Listening to the radio as I was driving to the gym I heard the DJ comment that the next song he was going to play was over ten years old, and it stunned him to make that realization. 

However, he wasn't stunned because he hadn't realized ten years had passed since the release of the tune, but rather because, as he put it, "It sounds contemporary, as if it was a new song."

It hit me then that the DJ had it backwards - it wasn't that song that was sounding contemporary, it's the new releases sounding stale, dated.

Popular music is in a rut.

If you were listening to the radio in 1970 what you would be hearing would be dramatically different than what had been playing on the radio in 1960. Anything on the radio in 1980 was a far cry from what had been popular in 1970...and again, in 1990, the music on the radio had a decidedly different sound than what you heard in 1980.

However, about that time (1990)it was becoming evident that popular music was beginning to become overtly imitative of itself. The phenomenon started sometime in the mid '80's, as rap acts started lifting rhythm tracks and riffs from older songs, everything from old Motown R&B baselines to samples of Heavy Metal guitar solos.

Sampling became the primary means of composing songs for a number of Rap acts, from the Beastie Boys to Tone Loc to NWA. 

Musicians have "borrowed" from other musicians since the dawn of recorded music - hell, one of the songs deemed crucial to the formation of Rock & Roll, Johnny B. Goode, recorded by Chuck Berry in 1958, features an opening guitar riff that is lifted note-for-note from the song Ain't That Just Like A Woman recorded by Louis Jordan in 1946.  

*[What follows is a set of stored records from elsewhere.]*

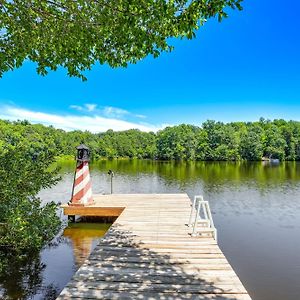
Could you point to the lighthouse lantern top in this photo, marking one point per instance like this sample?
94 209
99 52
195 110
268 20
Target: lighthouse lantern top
83 153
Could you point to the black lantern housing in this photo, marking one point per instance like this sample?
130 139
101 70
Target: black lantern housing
83 153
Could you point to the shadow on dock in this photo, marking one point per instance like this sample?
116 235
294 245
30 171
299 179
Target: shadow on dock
121 267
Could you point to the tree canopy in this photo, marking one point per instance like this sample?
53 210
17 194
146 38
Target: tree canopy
214 141
76 34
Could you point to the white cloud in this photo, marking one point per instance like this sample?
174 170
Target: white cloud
114 112
76 107
85 107
90 107
141 116
70 122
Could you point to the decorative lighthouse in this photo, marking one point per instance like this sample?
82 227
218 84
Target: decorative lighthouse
82 187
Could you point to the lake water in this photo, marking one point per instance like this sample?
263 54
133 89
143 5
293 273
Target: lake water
255 206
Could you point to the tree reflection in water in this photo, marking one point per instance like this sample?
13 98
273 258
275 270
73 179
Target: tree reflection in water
25 277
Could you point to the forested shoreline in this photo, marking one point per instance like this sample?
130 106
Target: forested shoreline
213 141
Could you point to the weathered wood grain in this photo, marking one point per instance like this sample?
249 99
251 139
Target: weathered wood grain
148 253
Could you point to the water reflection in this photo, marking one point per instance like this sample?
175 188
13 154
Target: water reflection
84 237
43 275
256 209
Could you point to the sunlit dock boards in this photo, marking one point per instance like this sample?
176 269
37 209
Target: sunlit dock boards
148 253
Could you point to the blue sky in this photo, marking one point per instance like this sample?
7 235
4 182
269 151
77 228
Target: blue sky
242 69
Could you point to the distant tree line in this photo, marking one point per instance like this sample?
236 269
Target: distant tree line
213 141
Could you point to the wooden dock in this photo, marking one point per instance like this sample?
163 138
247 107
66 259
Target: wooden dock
148 253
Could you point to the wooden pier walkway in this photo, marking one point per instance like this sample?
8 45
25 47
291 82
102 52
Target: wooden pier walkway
148 253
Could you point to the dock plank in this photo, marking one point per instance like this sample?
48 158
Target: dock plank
148 253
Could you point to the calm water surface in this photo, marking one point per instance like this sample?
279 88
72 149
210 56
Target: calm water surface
256 208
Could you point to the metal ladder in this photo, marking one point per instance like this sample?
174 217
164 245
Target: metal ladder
201 218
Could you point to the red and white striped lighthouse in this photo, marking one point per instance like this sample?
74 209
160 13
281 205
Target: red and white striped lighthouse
82 186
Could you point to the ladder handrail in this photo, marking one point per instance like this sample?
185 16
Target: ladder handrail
199 203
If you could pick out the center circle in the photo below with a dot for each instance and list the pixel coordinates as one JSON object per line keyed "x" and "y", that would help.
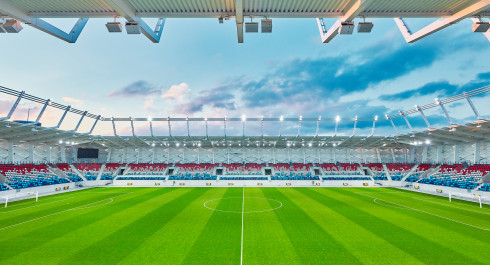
{"x": 250, "y": 205}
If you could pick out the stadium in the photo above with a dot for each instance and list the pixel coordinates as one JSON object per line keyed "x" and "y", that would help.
{"x": 343, "y": 136}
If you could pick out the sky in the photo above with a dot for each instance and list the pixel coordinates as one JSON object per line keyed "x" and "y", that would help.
{"x": 198, "y": 69}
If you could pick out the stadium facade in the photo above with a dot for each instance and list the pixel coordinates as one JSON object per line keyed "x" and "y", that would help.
{"x": 449, "y": 160}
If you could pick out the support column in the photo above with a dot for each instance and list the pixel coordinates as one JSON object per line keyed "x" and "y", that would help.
{"x": 30, "y": 149}
{"x": 109, "y": 154}
{"x": 48, "y": 154}
{"x": 412, "y": 154}
{"x": 456, "y": 153}
{"x": 139, "y": 155}
{"x": 424, "y": 154}
{"x": 10, "y": 150}
{"x": 439, "y": 154}
{"x": 62, "y": 154}
{"x": 477, "y": 157}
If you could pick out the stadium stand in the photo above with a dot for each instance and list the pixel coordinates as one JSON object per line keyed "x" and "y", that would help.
{"x": 89, "y": 170}
{"x": 29, "y": 175}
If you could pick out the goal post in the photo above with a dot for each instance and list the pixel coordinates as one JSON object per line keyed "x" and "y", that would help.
{"x": 19, "y": 196}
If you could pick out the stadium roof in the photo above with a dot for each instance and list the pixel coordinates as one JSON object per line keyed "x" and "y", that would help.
{"x": 454, "y": 134}
{"x": 451, "y": 11}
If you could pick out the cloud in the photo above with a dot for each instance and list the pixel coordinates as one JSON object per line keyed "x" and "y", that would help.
{"x": 176, "y": 92}
{"x": 218, "y": 97}
{"x": 73, "y": 101}
{"x": 335, "y": 76}
{"x": 138, "y": 88}
{"x": 440, "y": 89}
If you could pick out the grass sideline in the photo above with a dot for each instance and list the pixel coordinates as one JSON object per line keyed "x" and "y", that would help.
{"x": 308, "y": 226}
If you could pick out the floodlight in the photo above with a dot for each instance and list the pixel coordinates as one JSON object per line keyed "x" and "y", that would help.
{"x": 364, "y": 27}
{"x": 266, "y": 25}
{"x": 346, "y": 28}
{"x": 2, "y": 30}
{"x": 114, "y": 27}
{"x": 251, "y": 27}
{"x": 481, "y": 26}
{"x": 133, "y": 27}
{"x": 12, "y": 26}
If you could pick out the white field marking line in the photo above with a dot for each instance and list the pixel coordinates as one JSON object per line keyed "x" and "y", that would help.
{"x": 241, "y": 198}
{"x": 391, "y": 205}
{"x": 414, "y": 209}
{"x": 75, "y": 208}
{"x": 41, "y": 204}
{"x": 437, "y": 199}
{"x": 243, "y": 209}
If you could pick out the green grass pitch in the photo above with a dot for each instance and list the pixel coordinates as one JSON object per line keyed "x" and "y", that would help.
{"x": 277, "y": 226}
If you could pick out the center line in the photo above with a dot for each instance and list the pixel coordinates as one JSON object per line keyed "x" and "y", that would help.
{"x": 243, "y": 209}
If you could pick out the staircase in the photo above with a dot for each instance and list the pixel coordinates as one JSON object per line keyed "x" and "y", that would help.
{"x": 387, "y": 172}
{"x": 410, "y": 172}
{"x": 100, "y": 171}
{"x": 74, "y": 169}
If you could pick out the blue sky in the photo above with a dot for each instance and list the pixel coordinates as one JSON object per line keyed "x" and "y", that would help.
{"x": 199, "y": 69}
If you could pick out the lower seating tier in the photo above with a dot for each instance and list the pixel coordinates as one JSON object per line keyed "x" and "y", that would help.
{"x": 346, "y": 178}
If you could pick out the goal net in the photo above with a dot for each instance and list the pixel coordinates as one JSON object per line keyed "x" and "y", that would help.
{"x": 6, "y": 199}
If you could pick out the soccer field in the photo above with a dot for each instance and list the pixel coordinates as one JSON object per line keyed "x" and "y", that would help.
{"x": 244, "y": 226}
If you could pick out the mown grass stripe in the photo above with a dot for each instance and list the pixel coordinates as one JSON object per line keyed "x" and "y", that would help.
{"x": 118, "y": 245}
{"x": 43, "y": 217}
{"x": 426, "y": 213}
{"x": 367, "y": 246}
{"x": 265, "y": 241}
{"x": 37, "y": 239}
{"x": 219, "y": 242}
{"x": 428, "y": 251}
{"x": 311, "y": 243}
{"x": 172, "y": 243}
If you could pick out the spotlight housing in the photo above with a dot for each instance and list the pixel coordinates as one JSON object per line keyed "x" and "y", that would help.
{"x": 114, "y": 27}
{"x": 364, "y": 27}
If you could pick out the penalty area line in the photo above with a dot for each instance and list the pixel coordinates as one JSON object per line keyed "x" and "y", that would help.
{"x": 243, "y": 210}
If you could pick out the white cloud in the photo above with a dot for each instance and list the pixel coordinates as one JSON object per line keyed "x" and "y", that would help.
{"x": 176, "y": 92}
{"x": 73, "y": 101}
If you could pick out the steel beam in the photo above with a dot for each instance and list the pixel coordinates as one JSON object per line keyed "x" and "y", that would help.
{"x": 42, "y": 110}
{"x": 440, "y": 24}
{"x": 353, "y": 12}
{"x": 129, "y": 13}
{"x": 11, "y": 112}
{"x": 7, "y": 8}
{"x": 486, "y": 34}
{"x": 80, "y": 121}
{"x": 239, "y": 19}
{"x": 63, "y": 117}
{"x": 93, "y": 126}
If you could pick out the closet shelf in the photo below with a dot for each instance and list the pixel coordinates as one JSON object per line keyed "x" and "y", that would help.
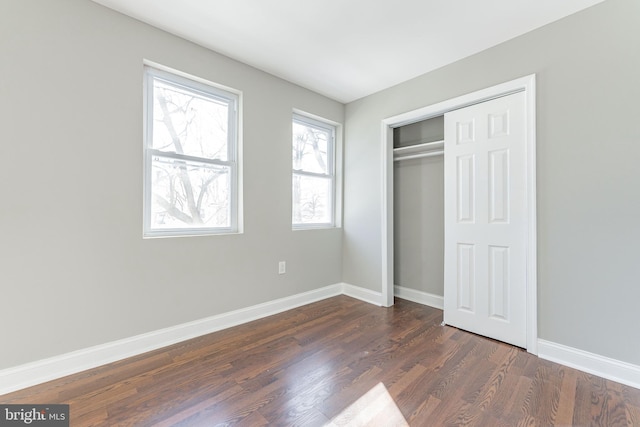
{"x": 424, "y": 146}
{"x": 416, "y": 151}
{"x": 419, "y": 155}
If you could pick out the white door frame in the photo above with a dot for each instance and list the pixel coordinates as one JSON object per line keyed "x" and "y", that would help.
{"x": 525, "y": 84}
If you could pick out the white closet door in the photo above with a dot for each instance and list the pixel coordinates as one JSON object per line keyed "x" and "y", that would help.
{"x": 485, "y": 219}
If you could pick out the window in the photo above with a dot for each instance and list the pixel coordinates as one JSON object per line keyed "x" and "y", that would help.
{"x": 191, "y": 157}
{"x": 313, "y": 173}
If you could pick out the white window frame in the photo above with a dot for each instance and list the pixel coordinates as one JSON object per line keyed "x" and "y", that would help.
{"x": 332, "y": 149}
{"x": 209, "y": 90}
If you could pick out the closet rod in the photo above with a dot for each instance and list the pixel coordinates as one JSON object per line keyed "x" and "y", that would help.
{"x": 418, "y": 156}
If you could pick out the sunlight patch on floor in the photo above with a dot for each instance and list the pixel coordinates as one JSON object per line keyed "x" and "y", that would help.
{"x": 375, "y": 408}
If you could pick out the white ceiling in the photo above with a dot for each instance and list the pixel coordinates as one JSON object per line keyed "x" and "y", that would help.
{"x": 347, "y": 49}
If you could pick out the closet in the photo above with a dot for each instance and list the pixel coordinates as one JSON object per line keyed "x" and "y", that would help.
{"x": 419, "y": 208}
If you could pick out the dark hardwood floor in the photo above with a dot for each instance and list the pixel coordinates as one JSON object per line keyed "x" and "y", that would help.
{"x": 339, "y": 362}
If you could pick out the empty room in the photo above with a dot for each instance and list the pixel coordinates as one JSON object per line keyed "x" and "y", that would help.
{"x": 408, "y": 213}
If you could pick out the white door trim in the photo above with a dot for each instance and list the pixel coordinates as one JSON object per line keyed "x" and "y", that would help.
{"x": 526, "y": 84}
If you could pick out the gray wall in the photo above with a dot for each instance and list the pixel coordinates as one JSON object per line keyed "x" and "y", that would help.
{"x": 588, "y": 147}
{"x": 74, "y": 269}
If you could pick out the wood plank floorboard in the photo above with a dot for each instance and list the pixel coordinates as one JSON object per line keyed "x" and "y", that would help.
{"x": 339, "y": 362}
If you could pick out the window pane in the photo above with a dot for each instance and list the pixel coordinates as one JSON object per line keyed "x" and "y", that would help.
{"x": 310, "y": 148}
{"x": 186, "y": 195}
{"x": 187, "y": 122}
{"x": 311, "y": 200}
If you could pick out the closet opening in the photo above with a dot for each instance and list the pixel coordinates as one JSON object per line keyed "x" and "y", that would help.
{"x": 418, "y": 211}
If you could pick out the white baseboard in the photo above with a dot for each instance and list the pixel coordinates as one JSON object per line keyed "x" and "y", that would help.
{"x": 41, "y": 371}
{"x": 366, "y": 295}
{"x": 602, "y": 366}
{"x": 421, "y": 297}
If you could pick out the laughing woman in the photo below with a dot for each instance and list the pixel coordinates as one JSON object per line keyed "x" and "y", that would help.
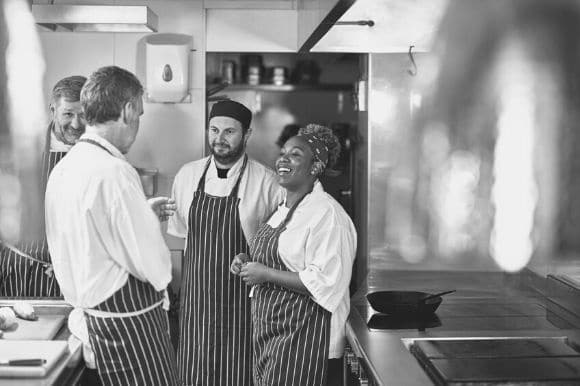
{"x": 301, "y": 264}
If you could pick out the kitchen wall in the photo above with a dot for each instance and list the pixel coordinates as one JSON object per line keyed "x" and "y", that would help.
{"x": 170, "y": 134}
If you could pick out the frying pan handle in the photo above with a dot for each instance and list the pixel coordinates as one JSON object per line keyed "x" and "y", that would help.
{"x": 436, "y": 295}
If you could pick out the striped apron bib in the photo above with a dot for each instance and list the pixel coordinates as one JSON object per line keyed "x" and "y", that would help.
{"x": 291, "y": 331}
{"x": 129, "y": 334}
{"x": 21, "y": 277}
{"x": 215, "y": 345}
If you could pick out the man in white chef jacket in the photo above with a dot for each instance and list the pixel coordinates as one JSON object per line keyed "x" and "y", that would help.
{"x": 20, "y": 275}
{"x": 109, "y": 255}
{"x": 221, "y": 200}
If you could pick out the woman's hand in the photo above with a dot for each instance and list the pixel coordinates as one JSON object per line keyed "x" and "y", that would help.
{"x": 254, "y": 273}
{"x": 164, "y": 207}
{"x": 239, "y": 260}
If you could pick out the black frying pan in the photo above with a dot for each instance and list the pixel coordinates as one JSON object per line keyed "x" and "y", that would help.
{"x": 404, "y": 302}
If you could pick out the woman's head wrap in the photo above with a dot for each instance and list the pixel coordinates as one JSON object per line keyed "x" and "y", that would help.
{"x": 318, "y": 146}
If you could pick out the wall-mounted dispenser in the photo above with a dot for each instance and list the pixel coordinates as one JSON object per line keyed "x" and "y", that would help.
{"x": 167, "y": 68}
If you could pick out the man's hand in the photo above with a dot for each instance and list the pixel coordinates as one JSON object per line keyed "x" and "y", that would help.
{"x": 164, "y": 207}
{"x": 254, "y": 273}
{"x": 238, "y": 262}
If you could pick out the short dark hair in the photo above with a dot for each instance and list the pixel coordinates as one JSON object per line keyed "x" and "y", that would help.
{"x": 107, "y": 92}
{"x": 68, "y": 88}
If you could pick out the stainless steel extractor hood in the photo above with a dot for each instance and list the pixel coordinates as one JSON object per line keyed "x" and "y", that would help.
{"x": 95, "y": 18}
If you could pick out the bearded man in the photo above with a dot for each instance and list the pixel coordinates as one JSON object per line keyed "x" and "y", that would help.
{"x": 221, "y": 200}
{"x": 25, "y": 269}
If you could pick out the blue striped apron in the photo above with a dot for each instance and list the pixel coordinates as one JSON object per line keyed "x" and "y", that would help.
{"x": 129, "y": 334}
{"x": 215, "y": 346}
{"x": 291, "y": 332}
{"x": 21, "y": 277}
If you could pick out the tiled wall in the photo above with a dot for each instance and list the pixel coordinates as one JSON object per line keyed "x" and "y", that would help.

These days, the more I listen to new music on the radio the more I find myself saying, "Man, this group sounds just like _____ from 1983" Or some such variation of that observation.

Music needs another shake up, needs another Chuck & Elvis, another Lennon & McCartney, another Motown & Stax, another Strummer/Jones.

Music, to swipe a line from the Nicholson Joker, needs an enema.

Popular music has always had people, usually agents or producers, who would immediately hop on a bandwagon once it was rollin' and put out something similar. Music is a business, and there is nothing more common in business than imitation of success. Whenever any style of music becomes profitable, er, popular, then someone is going to find a singer or a band that can sound enough like it to cash in.

And cash is king. It has got to be tough for a band with a new sound to get a break these days. 

Nowadays it seems that, instead of just a song style or a band/performer that is being mimicked, it's an entire genre. I have heard recent music that has reminded me of specific quantified sounds. For example, Bruno Mars, who I like a lot, is basically a hybrid of Motown and early '80's New Wave. 

Listening to the radio has gotten a lot like going to the movies. The influences are so prevalent, it's hard to find anything original.